とはいえ、探偵(翡翠)とパートナー(真)という従来のミステリの構図をCM等で大々的にアピールしていることもあって、真や鐘場以外に更に第三の協力者の存在がいるとはやはり考えにくいし、前編では真が翡翠に変装していることもあって、まさかもう一人別の人物に変装している人間がいるとは思いもしないだろう。このように、あからさまな変装や探偵と助手という関係を前面に押し出すことで真相を見えにくくしているのが本作の騙しとして優れたポイントと言えるだろう。

 

※ちなみに、原作で涼見を装っていたのは翡翠本人であり、翡翠の役を真がずっと演じていたというのがサプライズとして仕掛けられていた。しかしこれは小説だから通用するトリックで映像化不可能のため、第三者(岩戸)に涼見を演じさせるというドラマの改変は当然の舵取りだと評価するし、そのために「medium」の段階で劇中に岩戸の存在を伏線として配置したのも納得出来る。

(2024.04.30 追記)

 

あとこれは相沢氏も意図していなかったと思うが、アンフェアを避けるため岩戸の名前を事前に別の回で出しておき、岩戸を「詐欺師を騙す詐欺師」だと翡翠に言わせたことでメタ的なミスリードを誘発したのも見逃せないポイントだ。詐欺師を騙す詐欺師と言えば、つい先日最終回を迎えたTBSのドラマクロサギの黒崎を彷彿とさせるし、それによって岩戸が男性という誤った刷り込みが為された人もいたのではないだろうか。

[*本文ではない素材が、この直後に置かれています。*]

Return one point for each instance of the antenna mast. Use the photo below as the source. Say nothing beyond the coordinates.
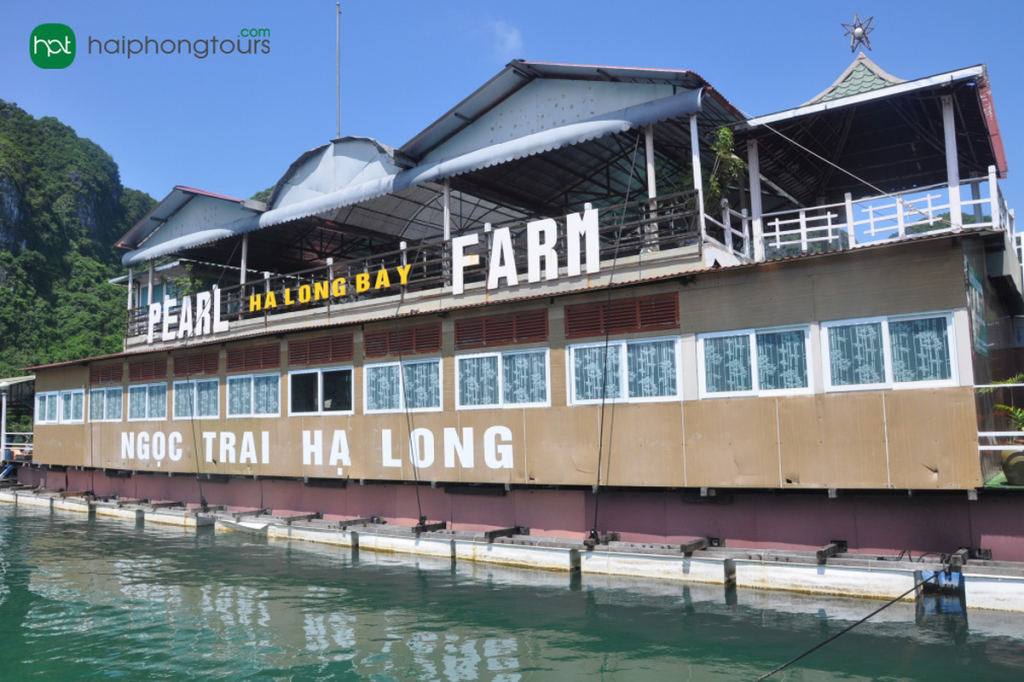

(ちなみに、岩戸を演じた若月佑美さんが出演した回にはエンドクレジットに「協力者 若月佑美と記載があるよ)

 

よく手品で左手に観客の意識を集中させておいて右手でタネを仕掛けるという手法がとられることがあるが、本作は正に観客(視聴者)の意識を別の所にそらせてトリックを仕掛けるという手口を多用しており、前述した真の変装や関係性だけでなく、雲野の失言にもその手法がとられている。先に弾倉の指紋やこめかみに銃を当てる仕草といった、決め手にはならない犯人のミスを出しておくことでより重要な失言――「(涼見が)犯人が曽根本を撃ち殺す瞬間を見ていた」――に意識が向かないよう誘導しているのも巧い手だ。

 

ミステリとしての評価は以上となるが、物語としては終盤で雲野が人の心ある犯罪者として評されていたのが良かった。今までの犯人たちと比べるとクズだし手段を選ばない所はあるが、一方で亡き妻の時計を肌身離さず身に着けていたり、岩戸扮する涼見にありし日の妻の姿を重ね合わせて交流していたと思しき描写があったりと、雲野の人間性――最愛の存在を失ったが故の非情さ――が読み取れる。その対比として香月史郎こと鶴丘文樹が再登場することになったのかもしれないが、それにしてもあれだけ断言しておいてその直感は大外れだったのだから草しか生えないわ。だから変態シスコン野郎止まりなんだよ。

 

総評(日テレ系ミステリドラマの分水嶺となるか?)

「medium」から一転して、犯人を明らかにした上での謎解きを軸においた「invert」は小説が原作ということもあって、尺の都合でカット・改変された箇所があり、どうしても情報不足でスッキリしない(特に2・3話)点があったのは否めないがそれでも十分面白かったし、むしろ原作の映像化として不完全な部分があったことで逆に「原作はどうなっているのだろう?」と視聴者に思わせ、原作の販促として効果的だったのではないだろうか?

 

「medium」の時の感想でも言及したが、この度のドラマ城塚翡翠の映像化が成功した理由の一つとしてドラマ特有の過剰さが抑えられていたことは断言出来ると思う。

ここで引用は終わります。